«Goldschatz»

An einem der letzten Sommertage ging ich noch einmal in der Aare schwimmen. Ich stieg ins Wasser bei jenem Felsen, der im Volksmund «Dr Studänt» heisst. Ich hatte meine Taucherbrille dabei. Das Wasser war klar, wie ich es noch selten gesehen habe, in der Klos bot sich mir eine spektakuläre Unterwasserlandschaft mit schroffen Klippen, Schwärmen kleiner
Fische und ein paar richtig
dicken Brummern, die sich träge verzogen, als ein noch dickerer Fisch mit Taucherbrille auftauchte. Plötzlich sah ich unweit vom Ufer in gut zwei Metern
Tiefe etwas leuchten und glitzern - was war das? Ich tauchte hinunter, griff hinein in eine halb vermoderte Plastiktasche und hielt einen Schatz von Gold- und Silberschmuck in den Händen. Wirklich wahr, ungelogen. Natürlich waren die Brillanten aus Glas und wog das Gold viel zu leicht, um wirklich echt zu sein. Aber es waren doch immerhin ein paar Dutzend Broschen und Halsketten, Fingerringe und Armbanduhren, Ohrringe und Armreifen und so weiter und so fort.

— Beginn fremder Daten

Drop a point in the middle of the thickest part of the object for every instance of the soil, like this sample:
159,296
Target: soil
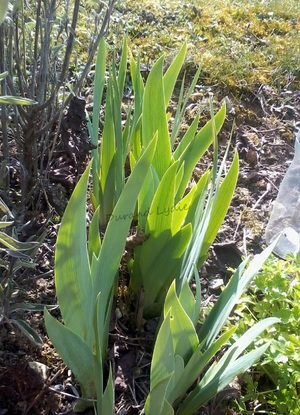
33,380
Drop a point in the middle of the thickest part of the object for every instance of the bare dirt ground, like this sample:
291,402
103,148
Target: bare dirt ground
35,381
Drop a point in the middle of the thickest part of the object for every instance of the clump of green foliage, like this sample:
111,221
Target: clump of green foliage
274,292
238,44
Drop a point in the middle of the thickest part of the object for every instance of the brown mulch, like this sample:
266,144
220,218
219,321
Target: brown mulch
263,135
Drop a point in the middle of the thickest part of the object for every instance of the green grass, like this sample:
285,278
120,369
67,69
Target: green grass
239,44
274,383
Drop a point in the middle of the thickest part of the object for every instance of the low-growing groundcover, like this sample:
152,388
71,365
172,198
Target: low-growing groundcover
273,386
264,115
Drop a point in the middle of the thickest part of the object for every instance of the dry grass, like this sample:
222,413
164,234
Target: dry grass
239,44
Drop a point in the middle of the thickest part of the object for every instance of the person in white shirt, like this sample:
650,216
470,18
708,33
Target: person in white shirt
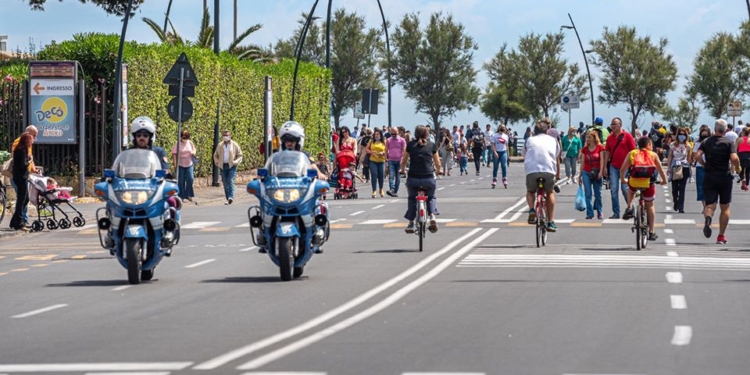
541,153
487,154
499,144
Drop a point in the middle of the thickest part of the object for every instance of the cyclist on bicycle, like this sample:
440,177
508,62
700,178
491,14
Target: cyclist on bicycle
424,164
541,153
641,164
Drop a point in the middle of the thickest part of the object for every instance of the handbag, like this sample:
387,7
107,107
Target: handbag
8,168
677,173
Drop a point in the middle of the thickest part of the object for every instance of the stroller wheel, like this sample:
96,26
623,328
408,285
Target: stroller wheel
78,222
37,226
64,223
51,225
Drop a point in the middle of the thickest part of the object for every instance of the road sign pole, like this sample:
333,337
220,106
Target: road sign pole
179,126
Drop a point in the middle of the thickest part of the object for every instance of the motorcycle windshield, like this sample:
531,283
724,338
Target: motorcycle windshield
136,164
288,164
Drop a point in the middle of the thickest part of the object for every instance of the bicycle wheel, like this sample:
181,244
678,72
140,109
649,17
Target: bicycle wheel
638,232
644,227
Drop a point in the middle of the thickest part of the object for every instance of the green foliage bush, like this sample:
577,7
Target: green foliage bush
238,87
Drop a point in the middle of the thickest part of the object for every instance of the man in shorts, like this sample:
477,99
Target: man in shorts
541,153
719,152
641,164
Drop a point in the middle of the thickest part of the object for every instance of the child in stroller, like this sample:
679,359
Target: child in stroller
48,197
347,186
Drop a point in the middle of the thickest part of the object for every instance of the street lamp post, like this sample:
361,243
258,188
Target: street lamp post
585,60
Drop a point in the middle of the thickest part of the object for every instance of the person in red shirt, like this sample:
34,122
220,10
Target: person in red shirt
591,158
619,144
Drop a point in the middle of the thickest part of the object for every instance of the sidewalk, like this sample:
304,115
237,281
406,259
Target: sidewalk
204,196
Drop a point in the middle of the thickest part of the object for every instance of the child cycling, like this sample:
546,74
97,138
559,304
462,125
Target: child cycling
641,164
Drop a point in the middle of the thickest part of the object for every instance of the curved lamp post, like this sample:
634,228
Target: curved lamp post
301,44
585,60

Seither frage ich mich, wie dieser Schatz in die Aare geriet. Die
Eigentümerin war ohne Zweifel eine junge Frau, der Schmuck ist sehr figürlich und verspielt. Hat sie ihren Liebsten betrogen,
worauf er zur Strafe ihren Schmuck Poseidon opferte?
Oder hat im Gegenteil er sie
verlassen und hat deshalb sie
alles, was er ihr jemals geschenkt hat, über Bord geworfen? Oder sonst was? Wir werden es nie wissen - es sei denn, die Besitzerin meldet sich bei mir und
erzählt mir die wahre Geschichte. Dann gebe ich ihr alles
zurück. Zum Nachweis ihres
Besitzanspruchs muss sie mir nur zwei Fragen beantworten: Welche Farbe hat die Dolce&Gabana-Uhr? Und welche Farbe
haben die Augen der schwarz-
goldenen, mit Diamanten
besetzten Schlangenbrosche? Meine Telefonnummer steht im Telefonbuch.
P.S: Ich habe nicht ganz alles
erwischt, ein bisschen was von dem Zeug liegt noch unten. Aber ich weiss genau, an welcher
Stelle. Nächsten Frühling hole ich es hoch. Versprochen.